The move was on Wednesday night welcomed by campaigners, who said that it was not for the FCA to “redefine what ‘man’ and ‘woman’ mean”.

It came as the watchdog set out new requirements for UK-listed companies to ensure that 40pc of its board of directors and at least one senior board member are women.

The FCA had originally proposed to specify that the quotas included “those self-identifying as women” but it dropped the term following a consultation.

Those who responded to the consultation included City firms, lobby groups and individuals. Out of 540 responses, 439 addressed this point specifically and all but one respondent said they did not want trans women to be automatically included in the targets and data disclosures.

Concerns raised include that such an approach would not be consistent with equalities legislation, would fail to recognise the under-representation of women based on sex and the structural discrimination they may face and could allow men to “game” the targets system.

They were also warned that “targets based on self-identified gender could lead to more men by sex on boards (to the extent that they identify as women), undermining the stated purpose of the proposals to improve diversity.”

It comes amid growing public backlash against rules which allow biological males to be included in women’s diversity quotas, allowed to compete in women’s sports and allowed access to female-only spaces such as hospital wards.

In its response to the consultation, the FCA said they “accept and agree with representations that companies would benefit from having greater flexibility” on how they report data and therefore had decided not to prescribe “specific terminology” for how companies report.

This means that companies can choose whether they report based upon sex or gender identity.

In terms of its own diversity targets, the FCA said it reports on a “self-identification basis” and will continue to do so going forwards.

The new Listing Rules mean that companies will also be forced to disclose diversity information in their annual reports as part of a new “comply or explain” statement.

The move by the regulators represents the latest attempt to boost diversity in the financial services industry, which has historically been dominated by men.

Most City firms already have targets to boost gender and ethnic diversity, but the proposals will mean that most major companies will have to add more women to their boards in the coming years.
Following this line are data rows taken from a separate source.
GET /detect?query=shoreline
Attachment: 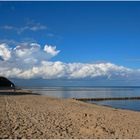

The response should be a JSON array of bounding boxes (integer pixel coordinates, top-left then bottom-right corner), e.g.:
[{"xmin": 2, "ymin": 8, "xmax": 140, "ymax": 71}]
[{"xmin": 0, "ymin": 94, "xmax": 140, "ymax": 139}]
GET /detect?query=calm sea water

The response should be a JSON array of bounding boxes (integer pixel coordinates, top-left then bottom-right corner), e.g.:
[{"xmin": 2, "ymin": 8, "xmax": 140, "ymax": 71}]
[{"xmin": 23, "ymin": 86, "xmax": 140, "ymax": 111}]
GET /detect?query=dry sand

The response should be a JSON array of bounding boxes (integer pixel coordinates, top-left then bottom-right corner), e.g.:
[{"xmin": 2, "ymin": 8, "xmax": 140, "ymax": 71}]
[{"xmin": 0, "ymin": 95, "xmax": 140, "ymax": 139}]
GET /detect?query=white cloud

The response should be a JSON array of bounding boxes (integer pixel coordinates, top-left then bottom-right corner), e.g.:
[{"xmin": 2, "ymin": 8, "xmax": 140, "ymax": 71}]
[
  {"xmin": 0, "ymin": 43, "xmax": 140, "ymax": 79},
  {"xmin": 0, "ymin": 22, "xmax": 47, "ymax": 34},
  {"xmin": 44, "ymin": 45, "xmax": 60, "ymax": 56},
  {"xmin": 0, "ymin": 44, "xmax": 11, "ymax": 60}
]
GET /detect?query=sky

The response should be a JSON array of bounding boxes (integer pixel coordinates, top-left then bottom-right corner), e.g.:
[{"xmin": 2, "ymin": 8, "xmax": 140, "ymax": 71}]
[{"xmin": 0, "ymin": 1, "xmax": 140, "ymax": 84}]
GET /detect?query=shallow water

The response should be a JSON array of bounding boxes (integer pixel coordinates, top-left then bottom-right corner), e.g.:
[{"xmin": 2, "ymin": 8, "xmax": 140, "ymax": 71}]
[{"xmin": 24, "ymin": 87, "xmax": 140, "ymax": 111}]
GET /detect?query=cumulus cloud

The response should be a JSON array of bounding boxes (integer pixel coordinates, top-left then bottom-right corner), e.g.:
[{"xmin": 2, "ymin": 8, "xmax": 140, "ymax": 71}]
[{"xmin": 0, "ymin": 43, "xmax": 140, "ymax": 79}]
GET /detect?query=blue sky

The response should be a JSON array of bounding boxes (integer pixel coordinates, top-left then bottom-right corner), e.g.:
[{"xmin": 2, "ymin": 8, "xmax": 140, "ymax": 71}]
[
  {"xmin": 0, "ymin": 2, "xmax": 140, "ymax": 68},
  {"xmin": 0, "ymin": 2, "xmax": 140, "ymax": 85}
]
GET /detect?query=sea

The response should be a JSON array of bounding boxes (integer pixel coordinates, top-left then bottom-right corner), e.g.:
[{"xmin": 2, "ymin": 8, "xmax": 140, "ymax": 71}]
[{"xmin": 24, "ymin": 86, "xmax": 140, "ymax": 111}]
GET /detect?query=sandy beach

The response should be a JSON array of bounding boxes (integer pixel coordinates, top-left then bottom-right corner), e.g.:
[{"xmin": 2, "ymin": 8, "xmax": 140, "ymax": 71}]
[{"xmin": 0, "ymin": 95, "xmax": 140, "ymax": 139}]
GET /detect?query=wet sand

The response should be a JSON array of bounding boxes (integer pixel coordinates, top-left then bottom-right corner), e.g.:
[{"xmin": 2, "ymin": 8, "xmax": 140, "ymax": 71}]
[{"xmin": 0, "ymin": 95, "xmax": 140, "ymax": 139}]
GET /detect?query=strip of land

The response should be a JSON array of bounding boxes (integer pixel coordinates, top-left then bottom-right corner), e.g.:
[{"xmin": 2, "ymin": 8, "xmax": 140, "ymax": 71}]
[{"xmin": 0, "ymin": 95, "xmax": 140, "ymax": 139}]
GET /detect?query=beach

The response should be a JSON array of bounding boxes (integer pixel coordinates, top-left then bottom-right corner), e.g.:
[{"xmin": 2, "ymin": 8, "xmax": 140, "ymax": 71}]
[{"xmin": 0, "ymin": 95, "xmax": 140, "ymax": 139}]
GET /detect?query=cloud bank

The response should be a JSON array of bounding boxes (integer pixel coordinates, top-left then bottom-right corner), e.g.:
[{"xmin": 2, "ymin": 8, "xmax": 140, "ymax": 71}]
[{"xmin": 0, "ymin": 43, "xmax": 140, "ymax": 79}]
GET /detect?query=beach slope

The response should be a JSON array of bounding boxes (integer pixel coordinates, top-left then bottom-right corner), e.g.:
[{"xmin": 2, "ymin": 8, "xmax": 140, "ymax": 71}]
[{"xmin": 0, "ymin": 95, "xmax": 140, "ymax": 139}]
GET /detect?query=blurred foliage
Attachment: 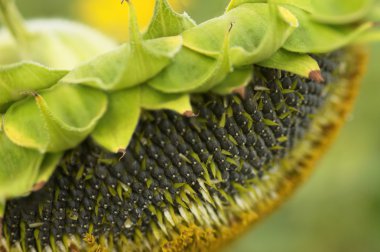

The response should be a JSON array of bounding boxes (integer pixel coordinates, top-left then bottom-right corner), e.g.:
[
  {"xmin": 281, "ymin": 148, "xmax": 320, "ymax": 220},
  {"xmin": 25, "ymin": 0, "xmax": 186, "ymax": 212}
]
[{"xmin": 5, "ymin": 0, "xmax": 380, "ymax": 252}]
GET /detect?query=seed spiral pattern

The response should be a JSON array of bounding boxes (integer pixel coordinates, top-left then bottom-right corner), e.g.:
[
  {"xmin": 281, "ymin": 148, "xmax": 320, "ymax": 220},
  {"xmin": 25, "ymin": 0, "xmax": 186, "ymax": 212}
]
[{"xmin": 0, "ymin": 51, "xmax": 346, "ymax": 250}]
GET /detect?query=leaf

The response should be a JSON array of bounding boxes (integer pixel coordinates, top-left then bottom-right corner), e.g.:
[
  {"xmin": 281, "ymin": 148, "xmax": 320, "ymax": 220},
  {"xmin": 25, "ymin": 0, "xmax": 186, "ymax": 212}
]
[
  {"xmin": 4, "ymin": 85, "xmax": 107, "ymax": 152},
  {"xmin": 212, "ymin": 67, "xmax": 253, "ymax": 95},
  {"xmin": 311, "ymin": 0, "xmax": 374, "ymax": 24},
  {"xmin": 284, "ymin": 6, "xmax": 372, "ymax": 53},
  {"xmin": 35, "ymin": 152, "xmax": 64, "ymax": 184},
  {"xmin": 91, "ymin": 87, "xmax": 141, "ymax": 153},
  {"xmin": 148, "ymin": 45, "xmax": 230, "ymax": 93},
  {"xmin": 141, "ymin": 85, "xmax": 193, "ymax": 114},
  {"xmin": 257, "ymin": 49, "xmax": 320, "ymax": 78},
  {"xmin": 0, "ymin": 131, "xmax": 44, "ymax": 203},
  {"xmin": 0, "ymin": 18, "xmax": 117, "ymax": 69},
  {"xmin": 183, "ymin": 3, "xmax": 298, "ymax": 66},
  {"xmin": 0, "ymin": 62, "xmax": 67, "ymax": 107},
  {"xmin": 144, "ymin": 0, "xmax": 196, "ymax": 39},
  {"xmin": 231, "ymin": 4, "xmax": 299, "ymax": 66}
]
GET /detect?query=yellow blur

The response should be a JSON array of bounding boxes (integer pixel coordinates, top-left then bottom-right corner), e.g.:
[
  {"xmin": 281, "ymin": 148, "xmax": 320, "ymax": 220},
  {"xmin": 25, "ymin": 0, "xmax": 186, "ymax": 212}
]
[{"xmin": 74, "ymin": 0, "xmax": 191, "ymax": 41}]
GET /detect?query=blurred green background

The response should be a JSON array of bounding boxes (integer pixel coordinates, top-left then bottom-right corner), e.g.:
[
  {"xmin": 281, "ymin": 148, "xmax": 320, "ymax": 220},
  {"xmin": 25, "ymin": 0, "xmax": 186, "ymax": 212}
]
[{"xmin": 10, "ymin": 0, "xmax": 380, "ymax": 252}]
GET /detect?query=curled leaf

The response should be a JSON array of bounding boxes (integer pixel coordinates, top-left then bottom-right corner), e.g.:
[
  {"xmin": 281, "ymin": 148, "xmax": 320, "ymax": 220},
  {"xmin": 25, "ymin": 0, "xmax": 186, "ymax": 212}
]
[
  {"xmin": 284, "ymin": 6, "xmax": 372, "ymax": 53},
  {"xmin": 144, "ymin": 0, "xmax": 195, "ymax": 39},
  {"xmin": 212, "ymin": 67, "xmax": 253, "ymax": 95},
  {"xmin": 141, "ymin": 85, "xmax": 192, "ymax": 114},
  {"xmin": 3, "ymin": 85, "xmax": 107, "ymax": 152},
  {"xmin": 257, "ymin": 49, "xmax": 320, "ymax": 78},
  {"xmin": 0, "ymin": 62, "xmax": 67, "ymax": 108},
  {"xmin": 62, "ymin": 36, "xmax": 182, "ymax": 91},
  {"xmin": 91, "ymin": 87, "xmax": 141, "ymax": 153},
  {"xmin": 34, "ymin": 152, "xmax": 63, "ymax": 187},
  {"xmin": 0, "ymin": 19, "xmax": 116, "ymax": 69},
  {"xmin": 0, "ymin": 131, "xmax": 44, "ymax": 203}
]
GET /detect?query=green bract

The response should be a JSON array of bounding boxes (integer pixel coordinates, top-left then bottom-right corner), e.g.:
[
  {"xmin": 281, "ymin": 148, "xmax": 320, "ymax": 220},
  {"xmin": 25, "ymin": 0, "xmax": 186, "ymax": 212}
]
[{"xmin": 0, "ymin": 0, "xmax": 380, "ymax": 203}]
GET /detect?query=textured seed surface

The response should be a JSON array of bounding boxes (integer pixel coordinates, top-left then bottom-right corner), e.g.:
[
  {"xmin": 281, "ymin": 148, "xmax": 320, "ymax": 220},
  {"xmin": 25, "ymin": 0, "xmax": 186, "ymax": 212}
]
[{"xmin": 3, "ymin": 53, "xmax": 350, "ymax": 250}]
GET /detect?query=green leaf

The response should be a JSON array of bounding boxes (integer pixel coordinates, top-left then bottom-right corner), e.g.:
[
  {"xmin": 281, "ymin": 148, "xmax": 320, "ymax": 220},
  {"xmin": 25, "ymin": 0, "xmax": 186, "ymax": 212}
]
[
  {"xmin": 35, "ymin": 152, "xmax": 64, "ymax": 184},
  {"xmin": 91, "ymin": 87, "xmax": 141, "ymax": 153},
  {"xmin": 4, "ymin": 85, "xmax": 107, "ymax": 152},
  {"xmin": 144, "ymin": 0, "xmax": 195, "ymax": 39},
  {"xmin": 227, "ymin": 0, "xmax": 375, "ymax": 24},
  {"xmin": 231, "ymin": 4, "xmax": 299, "ymax": 66},
  {"xmin": 0, "ymin": 19, "xmax": 117, "ymax": 69},
  {"xmin": 148, "ymin": 45, "xmax": 230, "ymax": 93},
  {"xmin": 257, "ymin": 49, "xmax": 320, "ymax": 78},
  {"xmin": 212, "ymin": 67, "xmax": 253, "ymax": 95},
  {"xmin": 311, "ymin": 0, "xmax": 374, "ymax": 24},
  {"xmin": 141, "ymin": 85, "xmax": 193, "ymax": 114},
  {"xmin": 0, "ymin": 62, "xmax": 67, "ymax": 110},
  {"xmin": 0, "ymin": 198, "xmax": 5, "ymax": 219},
  {"xmin": 284, "ymin": 6, "xmax": 372, "ymax": 53},
  {"xmin": 0, "ymin": 131, "xmax": 44, "ymax": 201},
  {"xmin": 183, "ymin": 3, "xmax": 298, "ymax": 66}
]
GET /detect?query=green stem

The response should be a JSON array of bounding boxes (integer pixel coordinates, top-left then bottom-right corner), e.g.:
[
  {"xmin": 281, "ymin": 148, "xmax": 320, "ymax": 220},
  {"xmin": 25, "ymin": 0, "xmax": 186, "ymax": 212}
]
[{"xmin": 0, "ymin": 0, "xmax": 28, "ymax": 49}]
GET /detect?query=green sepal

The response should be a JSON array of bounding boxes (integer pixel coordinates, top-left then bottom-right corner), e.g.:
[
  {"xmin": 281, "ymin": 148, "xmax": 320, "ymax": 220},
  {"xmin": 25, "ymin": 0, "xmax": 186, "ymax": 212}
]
[
  {"xmin": 308, "ymin": 0, "xmax": 374, "ymax": 24},
  {"xmin": 0, "ymin": 200, "xmax": 5, "ymax": 218},
  {"xmin": 231, "ymin": 4, "xmax": 299, "ymax": 66},
  {"xmin": 257, "ymin": 49, "xmax": 320, "ymax": 78},
  {"xmin": 366, "ymin": 0, "xmax": 380, "ymax": 22},
  {"xmin": 35, "ymin": 152, "xmax": 64, "ymax": 187},
  {"xmin": 354, "ymin": 29, "xmax": 380, "ymax": 44},
  {"xmin": 0, "ymin": 19, "xmax": 117, "ymax": 69},
  {"xmin": 91, "ymin": 87, "xmax": 141, "ymax": 153},
  {"xmin": 284, "ymin": 6, "xmax": 373, "ymax": 53},
  {"xmin": 3, "ymin": 85, "xmax": 107, "ymax": 152},
  {"xmin": 141, "ymin": 85, "xmax": 193, "ymax": 114},
  {"xmin": 148, "ymin": 45, "xmax": 230, "ymax": 93},
  {"xmin": 62, "ymin": 36, "xmax": 182, "ymax": 91},
  {"xmin": 0, "ymin": 131, "xmax": 44, "ymax": 201},
  {"xmin": 211, "ymin": 67, "xmax": 253, "ymax": 95},
  {"xmin": 62, "ymin": 2, "xmax": 182, "ymax": 91},
  {"xmin": 183, "ymin": 3, "xmax": 298, "ymax": 66},
  {"xmin": 227, "ymin": 0, "xmax": 375, "ymax": 24},
  {"xmin": 0, "ymin": 62, "xmax": 67, "ymax": 111},
  {"xmin": 144, "ymin": 0, "xmax": 196, "ymax": 39}
]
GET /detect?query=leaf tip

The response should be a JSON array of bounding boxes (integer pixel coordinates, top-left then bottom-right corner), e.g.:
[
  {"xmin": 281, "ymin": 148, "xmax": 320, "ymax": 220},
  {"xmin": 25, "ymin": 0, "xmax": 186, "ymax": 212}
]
[
  {"xmin": 117, "ymin": 148, "xmax": 127, "ymax": 161},
  {"xmin": 32, "ymin": 181, "xmax": 46, "ymax": 192},
  {"xmin": 232, "ymin": 86, "xmax": 247, "ymax": 100}
]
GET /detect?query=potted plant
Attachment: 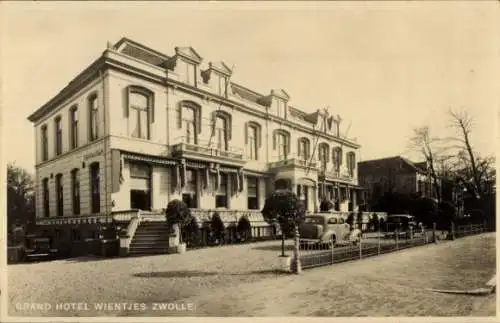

At present, only 34pc of board members at FTSE 350 companies are women.

The regulator also said it will require boards to have at least one member from an ethnic minority background, adding that it has removed the term “non-White” from its proposals as it causes offence.

Sarah Pritchard, head of markets at FCA, said: “As investors pay increasing attention to diversity at the top of the companies they invest in, enhancing transparency at board and executive management level will help hold companies to account and drive further progress.”

The new rules will come into force from the financial year starting 1 April 2022, meaning that the new disclosures will start to appear in annual financial reports published from mid-2023.

Maya Forstater, an executive director of women’s rights campaign group Sex Matters, said: “The FCA was wise to allow companies to report straightforwardly on the proportion of male and female members of its board, in line with the Equality Act and the Companies Act, and not to start requiring them to ask board members to declare that they have one of many fluid ‘gender identities’.

“It is not for the financial regulator to redefine what ‘man’ and ‘woman’ mean.”